Deniz suyunun içilebildiği, yayaların yolda yürürken bile elektrik ürettiği ve tarım için her katı bir tarla haline getirilen gökdelenlerin yükseldiği geleceğin şehrinde, insan ister istemez "Otomobiller de uçacak değil mi?" sorusunu büyük bir heyecanla kendisine soruyor. Ancak geleceğin yeşil şehrinin otomobilleri uçmak bir yana, marketlerdeki alışveriş arabalarına benziyor.

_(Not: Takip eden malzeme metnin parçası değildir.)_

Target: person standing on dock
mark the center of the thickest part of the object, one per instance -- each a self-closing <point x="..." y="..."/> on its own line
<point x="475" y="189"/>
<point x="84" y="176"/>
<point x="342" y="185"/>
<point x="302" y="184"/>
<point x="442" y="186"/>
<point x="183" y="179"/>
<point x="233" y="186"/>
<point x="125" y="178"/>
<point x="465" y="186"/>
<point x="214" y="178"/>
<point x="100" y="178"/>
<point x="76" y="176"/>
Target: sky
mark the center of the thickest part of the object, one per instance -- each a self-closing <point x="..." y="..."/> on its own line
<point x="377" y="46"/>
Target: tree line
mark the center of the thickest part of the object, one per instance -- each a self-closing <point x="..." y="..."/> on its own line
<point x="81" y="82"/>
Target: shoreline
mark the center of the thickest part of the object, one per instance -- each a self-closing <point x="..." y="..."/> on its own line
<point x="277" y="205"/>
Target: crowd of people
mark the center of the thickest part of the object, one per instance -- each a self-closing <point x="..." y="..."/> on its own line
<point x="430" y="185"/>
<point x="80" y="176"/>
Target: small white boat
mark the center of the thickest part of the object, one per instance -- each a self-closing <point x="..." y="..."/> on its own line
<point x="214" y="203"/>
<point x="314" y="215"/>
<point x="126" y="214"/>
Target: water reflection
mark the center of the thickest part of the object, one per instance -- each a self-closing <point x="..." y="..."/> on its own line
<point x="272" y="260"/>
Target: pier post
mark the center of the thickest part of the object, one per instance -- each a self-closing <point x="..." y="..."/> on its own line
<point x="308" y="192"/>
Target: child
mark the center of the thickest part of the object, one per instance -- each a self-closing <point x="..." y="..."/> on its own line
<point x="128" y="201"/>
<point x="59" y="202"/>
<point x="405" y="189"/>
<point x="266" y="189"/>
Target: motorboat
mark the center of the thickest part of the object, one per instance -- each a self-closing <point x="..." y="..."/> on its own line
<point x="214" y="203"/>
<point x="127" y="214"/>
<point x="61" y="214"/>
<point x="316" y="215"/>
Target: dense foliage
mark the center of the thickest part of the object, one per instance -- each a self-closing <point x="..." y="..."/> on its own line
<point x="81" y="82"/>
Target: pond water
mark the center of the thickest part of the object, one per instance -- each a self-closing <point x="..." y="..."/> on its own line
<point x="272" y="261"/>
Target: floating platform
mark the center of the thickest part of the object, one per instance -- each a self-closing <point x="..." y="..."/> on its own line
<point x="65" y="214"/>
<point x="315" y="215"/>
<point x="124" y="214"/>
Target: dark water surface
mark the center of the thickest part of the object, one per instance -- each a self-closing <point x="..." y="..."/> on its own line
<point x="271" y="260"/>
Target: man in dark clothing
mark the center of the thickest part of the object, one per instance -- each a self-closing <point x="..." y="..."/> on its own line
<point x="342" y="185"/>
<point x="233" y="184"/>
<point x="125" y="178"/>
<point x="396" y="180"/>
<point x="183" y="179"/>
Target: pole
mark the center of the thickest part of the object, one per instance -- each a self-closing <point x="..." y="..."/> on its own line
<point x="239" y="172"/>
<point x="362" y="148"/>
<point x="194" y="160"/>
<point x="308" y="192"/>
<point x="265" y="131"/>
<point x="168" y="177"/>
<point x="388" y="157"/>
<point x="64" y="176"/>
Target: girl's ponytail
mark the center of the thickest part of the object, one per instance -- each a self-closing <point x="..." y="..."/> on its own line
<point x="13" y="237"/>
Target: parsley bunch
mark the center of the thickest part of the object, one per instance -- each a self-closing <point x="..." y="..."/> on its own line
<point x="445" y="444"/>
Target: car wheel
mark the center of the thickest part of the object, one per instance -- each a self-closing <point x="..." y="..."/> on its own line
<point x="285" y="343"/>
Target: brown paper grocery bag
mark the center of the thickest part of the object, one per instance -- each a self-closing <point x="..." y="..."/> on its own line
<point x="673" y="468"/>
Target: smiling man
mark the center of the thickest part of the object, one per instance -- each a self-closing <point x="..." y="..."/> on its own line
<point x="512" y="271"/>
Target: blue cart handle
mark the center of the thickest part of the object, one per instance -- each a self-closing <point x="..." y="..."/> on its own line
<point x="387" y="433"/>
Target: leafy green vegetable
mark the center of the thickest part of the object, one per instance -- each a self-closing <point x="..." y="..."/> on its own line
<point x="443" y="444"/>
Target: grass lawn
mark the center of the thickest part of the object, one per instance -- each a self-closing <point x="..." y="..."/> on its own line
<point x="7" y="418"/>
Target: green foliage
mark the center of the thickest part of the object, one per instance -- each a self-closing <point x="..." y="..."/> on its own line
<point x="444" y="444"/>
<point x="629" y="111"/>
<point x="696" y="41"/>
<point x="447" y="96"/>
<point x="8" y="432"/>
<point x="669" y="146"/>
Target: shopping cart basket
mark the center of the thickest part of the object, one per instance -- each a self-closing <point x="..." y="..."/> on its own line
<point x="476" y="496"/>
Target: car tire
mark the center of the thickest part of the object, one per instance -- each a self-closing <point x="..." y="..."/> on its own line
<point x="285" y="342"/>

Ayrıca geleceğin şehrinde insanoğlu ve doğa, her hareketleriyle enerji üretilmesine katkıda bulunuyor. Otomobillerin yüksek suratlarda seyretmesi sayesinde ortaya çıkan rüzgar, otobanların kenarlarına yerleştirilen rüzgar türbinleriyle tekrar elektrik enerjisine çevriliyor. Yaya yollarının altına yerleştirilecek olan bir mekanizma sayesinde ise insanlar yürüdükçe elektrik enerjisi üretiliyor. Kalabalık bir yaya yolunda üretilen elektrik, büyük bir binanın tüm enerji ihtiyacını karşılayabiliyor.
Dünya nüfusu arttıkça insanlar daha iyi yaşam koşulları, kaliteli eğitim ve yüksek kazanç için büyük şehirlere doğru göç ediyor. Kırsal alandan daha hareketli bir yaşam biçiminin benimsendiği büyük şehirlere doğru yaşanan göç hareketi, şehrin ekolojik dengesinin de bozulmasına neden oluyor.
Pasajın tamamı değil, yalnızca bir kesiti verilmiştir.